“I nipoti non nati”: la nascita e il fantasma dell’assenza. Riscritture dell’identità come anticipazione narrativa della storia del Novecento – Lebedev, Stepanova

Scritto da Salvatore Tedesco. Pubblicato in: Pagina

 Abstract 

 Il lavoro si interroga sulla tematica dell’identità e sulla configurazione del tempo storico a partire da due fra i più significativi autori della letteratura contemporanea di lingua russa, Sergej Lebedev e Marija Stepanova.

Il romanzo d’esordio di Sergej Lebedev, Il confine dell’oblio, si fonda per intero sull’elaborazione della post-memory, delle dinamiche della memoria e dell’oblio delle generazioni che ereditano le vicende più traumatiche del Novecento, affidata a uno stile ed un lavoro formale che conducono a una inusuale icasticità e splendore della parola nello scandagliare i recessi più bui della storia come le torsioni più dolorose dell’identità e del riconoscimento di sé e nel soffermarsi su immagini di sconvolgente plasticità.

Agli antipodi della lingua epifanica della prosa di Lebedev, lo stesso grumo di eventi storici, aperture teoriche, processi memoriali e immaginativi, distorte fantasmagorie luttuose e riscritture dell’identità ha luogo nella lingua materica della poesia di Marija Stepanova, massimamente espressa in due poemetti pubblicati nel 2015 in un volume dal titolo Spolia, che traggono origine dalle vicende della guerra del Donbass del 2014 fra Russa e Ucraina.   
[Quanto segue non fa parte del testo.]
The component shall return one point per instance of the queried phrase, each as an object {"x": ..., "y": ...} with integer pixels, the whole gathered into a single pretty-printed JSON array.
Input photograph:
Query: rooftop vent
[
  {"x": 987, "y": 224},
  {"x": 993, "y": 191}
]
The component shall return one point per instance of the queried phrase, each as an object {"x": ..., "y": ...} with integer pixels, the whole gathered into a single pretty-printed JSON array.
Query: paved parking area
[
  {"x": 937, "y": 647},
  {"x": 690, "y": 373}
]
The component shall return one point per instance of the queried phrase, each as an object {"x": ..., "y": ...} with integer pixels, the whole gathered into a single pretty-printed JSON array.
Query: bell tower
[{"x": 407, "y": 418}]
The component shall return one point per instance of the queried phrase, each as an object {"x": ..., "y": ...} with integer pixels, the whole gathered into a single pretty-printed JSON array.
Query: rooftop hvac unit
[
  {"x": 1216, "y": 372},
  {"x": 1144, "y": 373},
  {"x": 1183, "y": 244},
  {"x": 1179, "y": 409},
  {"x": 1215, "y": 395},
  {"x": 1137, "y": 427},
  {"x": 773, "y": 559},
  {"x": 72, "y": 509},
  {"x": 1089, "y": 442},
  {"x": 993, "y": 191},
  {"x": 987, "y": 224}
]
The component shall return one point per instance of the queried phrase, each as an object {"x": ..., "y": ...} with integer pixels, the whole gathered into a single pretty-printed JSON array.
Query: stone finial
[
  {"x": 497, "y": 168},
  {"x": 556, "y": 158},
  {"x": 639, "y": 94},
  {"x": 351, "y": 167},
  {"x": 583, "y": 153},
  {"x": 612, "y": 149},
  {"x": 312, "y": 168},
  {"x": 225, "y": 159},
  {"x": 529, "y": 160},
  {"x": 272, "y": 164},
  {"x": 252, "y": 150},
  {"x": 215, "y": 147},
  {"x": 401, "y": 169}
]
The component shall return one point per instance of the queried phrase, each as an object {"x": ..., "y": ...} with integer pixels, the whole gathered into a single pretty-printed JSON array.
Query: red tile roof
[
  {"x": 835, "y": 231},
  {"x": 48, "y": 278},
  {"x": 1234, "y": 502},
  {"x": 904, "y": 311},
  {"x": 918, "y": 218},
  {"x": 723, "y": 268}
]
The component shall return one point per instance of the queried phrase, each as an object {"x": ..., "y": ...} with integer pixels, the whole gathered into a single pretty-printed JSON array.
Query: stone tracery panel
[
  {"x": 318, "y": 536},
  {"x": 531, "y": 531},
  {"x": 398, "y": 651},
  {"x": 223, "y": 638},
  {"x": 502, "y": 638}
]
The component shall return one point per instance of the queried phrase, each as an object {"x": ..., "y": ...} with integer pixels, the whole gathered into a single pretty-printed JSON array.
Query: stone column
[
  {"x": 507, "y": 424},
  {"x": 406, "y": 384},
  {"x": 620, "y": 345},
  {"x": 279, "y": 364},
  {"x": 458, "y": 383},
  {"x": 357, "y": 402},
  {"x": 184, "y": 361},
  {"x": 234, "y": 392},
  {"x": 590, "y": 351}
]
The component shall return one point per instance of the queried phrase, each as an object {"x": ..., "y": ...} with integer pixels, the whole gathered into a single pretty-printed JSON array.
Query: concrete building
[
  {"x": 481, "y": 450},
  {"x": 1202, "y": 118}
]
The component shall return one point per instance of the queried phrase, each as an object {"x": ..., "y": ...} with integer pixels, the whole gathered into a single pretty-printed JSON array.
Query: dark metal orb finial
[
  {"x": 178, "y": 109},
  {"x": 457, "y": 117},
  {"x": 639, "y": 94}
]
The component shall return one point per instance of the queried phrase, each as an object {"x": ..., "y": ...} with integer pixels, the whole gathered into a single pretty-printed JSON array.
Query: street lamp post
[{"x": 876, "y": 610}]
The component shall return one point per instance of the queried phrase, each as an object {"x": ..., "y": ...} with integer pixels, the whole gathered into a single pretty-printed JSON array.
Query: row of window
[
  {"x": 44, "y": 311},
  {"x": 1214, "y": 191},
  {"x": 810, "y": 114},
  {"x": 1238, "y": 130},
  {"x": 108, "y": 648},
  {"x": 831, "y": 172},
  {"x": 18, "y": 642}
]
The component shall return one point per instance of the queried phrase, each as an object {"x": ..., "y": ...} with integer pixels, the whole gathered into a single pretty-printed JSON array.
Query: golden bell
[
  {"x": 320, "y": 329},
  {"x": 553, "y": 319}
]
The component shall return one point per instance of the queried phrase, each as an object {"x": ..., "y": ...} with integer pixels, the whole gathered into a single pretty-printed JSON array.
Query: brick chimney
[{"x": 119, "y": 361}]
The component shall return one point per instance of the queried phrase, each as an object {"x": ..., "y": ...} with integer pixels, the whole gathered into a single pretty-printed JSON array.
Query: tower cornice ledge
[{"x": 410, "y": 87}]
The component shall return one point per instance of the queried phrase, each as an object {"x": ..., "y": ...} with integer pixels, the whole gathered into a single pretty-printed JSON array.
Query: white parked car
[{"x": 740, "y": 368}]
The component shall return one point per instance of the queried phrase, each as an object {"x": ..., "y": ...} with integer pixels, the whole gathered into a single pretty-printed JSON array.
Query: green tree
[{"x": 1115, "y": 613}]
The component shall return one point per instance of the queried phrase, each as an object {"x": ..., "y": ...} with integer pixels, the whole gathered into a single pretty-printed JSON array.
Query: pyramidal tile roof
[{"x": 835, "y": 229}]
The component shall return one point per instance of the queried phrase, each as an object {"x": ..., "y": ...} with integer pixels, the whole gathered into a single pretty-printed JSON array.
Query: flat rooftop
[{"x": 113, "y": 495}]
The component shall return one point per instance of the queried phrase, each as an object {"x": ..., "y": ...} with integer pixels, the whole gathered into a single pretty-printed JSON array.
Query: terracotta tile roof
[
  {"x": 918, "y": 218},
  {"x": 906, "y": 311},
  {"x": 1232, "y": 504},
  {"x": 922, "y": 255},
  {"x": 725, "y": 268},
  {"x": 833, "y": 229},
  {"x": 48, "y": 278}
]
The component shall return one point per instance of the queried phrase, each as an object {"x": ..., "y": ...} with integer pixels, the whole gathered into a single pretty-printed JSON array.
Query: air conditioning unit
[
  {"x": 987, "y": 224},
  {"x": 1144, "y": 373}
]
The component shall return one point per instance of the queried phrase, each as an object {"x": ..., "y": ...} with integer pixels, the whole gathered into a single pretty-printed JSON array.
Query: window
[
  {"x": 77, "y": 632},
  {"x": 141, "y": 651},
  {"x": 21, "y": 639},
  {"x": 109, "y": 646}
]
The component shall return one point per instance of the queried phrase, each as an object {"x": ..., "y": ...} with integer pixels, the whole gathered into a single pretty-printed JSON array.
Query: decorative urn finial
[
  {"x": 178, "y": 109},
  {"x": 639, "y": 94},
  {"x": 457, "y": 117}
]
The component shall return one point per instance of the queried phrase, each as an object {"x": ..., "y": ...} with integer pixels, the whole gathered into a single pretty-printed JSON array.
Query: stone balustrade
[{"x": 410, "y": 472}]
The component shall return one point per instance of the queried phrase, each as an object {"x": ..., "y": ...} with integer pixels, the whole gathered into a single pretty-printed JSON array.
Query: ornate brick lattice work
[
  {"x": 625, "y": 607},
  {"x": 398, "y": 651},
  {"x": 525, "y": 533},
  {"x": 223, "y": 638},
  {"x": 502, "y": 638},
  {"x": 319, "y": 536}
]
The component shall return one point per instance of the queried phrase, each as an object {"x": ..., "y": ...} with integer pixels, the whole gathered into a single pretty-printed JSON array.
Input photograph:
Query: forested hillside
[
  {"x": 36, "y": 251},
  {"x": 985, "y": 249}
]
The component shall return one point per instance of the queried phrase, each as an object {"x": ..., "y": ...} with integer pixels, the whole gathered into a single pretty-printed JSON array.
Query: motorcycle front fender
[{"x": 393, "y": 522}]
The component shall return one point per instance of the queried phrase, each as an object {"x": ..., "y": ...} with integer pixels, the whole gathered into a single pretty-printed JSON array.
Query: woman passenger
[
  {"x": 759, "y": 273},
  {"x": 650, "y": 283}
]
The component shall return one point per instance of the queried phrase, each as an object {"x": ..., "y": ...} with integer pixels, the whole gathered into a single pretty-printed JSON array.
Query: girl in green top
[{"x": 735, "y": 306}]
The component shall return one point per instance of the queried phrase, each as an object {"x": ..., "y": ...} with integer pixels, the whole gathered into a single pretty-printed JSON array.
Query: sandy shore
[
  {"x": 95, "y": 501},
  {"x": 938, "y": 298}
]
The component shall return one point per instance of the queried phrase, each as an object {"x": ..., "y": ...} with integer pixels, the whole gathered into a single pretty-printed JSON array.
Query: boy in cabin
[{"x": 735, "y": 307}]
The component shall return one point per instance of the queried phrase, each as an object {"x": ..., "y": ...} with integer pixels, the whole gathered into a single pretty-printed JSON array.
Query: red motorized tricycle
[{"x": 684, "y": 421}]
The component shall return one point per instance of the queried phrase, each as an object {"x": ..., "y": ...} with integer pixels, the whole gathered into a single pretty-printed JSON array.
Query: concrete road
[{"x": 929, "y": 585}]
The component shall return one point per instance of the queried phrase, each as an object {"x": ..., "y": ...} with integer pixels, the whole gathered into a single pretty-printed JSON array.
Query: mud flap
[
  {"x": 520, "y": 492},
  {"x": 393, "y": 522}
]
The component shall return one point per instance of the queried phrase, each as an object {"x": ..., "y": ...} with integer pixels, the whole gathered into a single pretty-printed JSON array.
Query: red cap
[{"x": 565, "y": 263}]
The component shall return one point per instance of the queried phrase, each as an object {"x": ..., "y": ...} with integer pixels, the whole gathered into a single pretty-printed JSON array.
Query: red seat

 The paper questions the theme of identity and the configuration of historical time starting with two of the most significant authors of contemporary Russian literature, Sergej Lebedev and Marija Stepanova. Sergej Lebedev’s debut novel, The border of oblivion, is entirely based on the elaboration of post-memory, the dynamics of memory and oblivion experienced by the generations that inherit the most traumatic events of the twentieth century, entrusted to one style and a formal work that lead to an unusual icasticity and verbal splendor by probing the darkest recesses of history as the most painful twists of identity and self-recognition and by dwelling on images of shocking plasticity. At the antipodes of the epiphanic language of Lebedev’s prose, the same lump of historical events, theoretical openings, memorial and imaginative processes, distorted mournful phantasmagorias and rewritings of identity takes place in the material language of Marija Stepanova’s poetry, most of all expressed in two published poems in 2015 in a volume entitled Spolia, which originate from the events of the 2014 Donbass war between Russia and Ukraine.